Emotional - If sadness, worry, depression, anxiety or anger have you gripped in fear, a great way to combat this is with laughter and gratitude.  Watch a funny movie, listen to your favorite music... really loudly.  Ask a friend to be your "fun inputter," to call you with a joke or bring over a movie you both love.  Feeling the feelings of highly renewing emotions like love, gratitude, and joy is another way to shift the body's internal state.

 

Emotions are the primary drivers of our physiology.  Emotions happen before thought.  This is why we often have a startle response when we see a spider on our shirt, only to realize a split second later that it was just a piece of fuzz.   Breathe deeply for a few minutes, focusing on your breath going into and out of your belly.  This calms and brings order to the nervous system.

 

 

Physical - We need as many relaxation-response-increasers as possible. And also those things that increase your alkalinity, reduce inflammation, and reduce nausea. Essential oils like peppermint and ginger can reduce nausea, while peppermint can also reduce fever.

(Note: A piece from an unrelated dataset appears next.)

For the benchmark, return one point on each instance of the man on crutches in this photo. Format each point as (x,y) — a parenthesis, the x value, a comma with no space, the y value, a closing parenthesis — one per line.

Put a drop of Therapeutic grade oils in your water or tea, place a drop under your nose or even smell it right from the bottle. Smoothies that have alkaline vegetables and fruits are a wonderful supplement to your diet. 

 

Gentle, nurturing massage from a skilled massage therapist is a highly appropriate method to increase the relaxation response in the body.   Acupuncture or Reiki are also effective bodywork modalities to help more on the body's energy levels. 

 

 

As you can see, the areas of wellness are interconnected and intertwined.  Helping one area will enable the others to become calm and centered.  Your goal is to be present as to where you are each day, or even each hour, in order to be aware of what your body is needing at the time.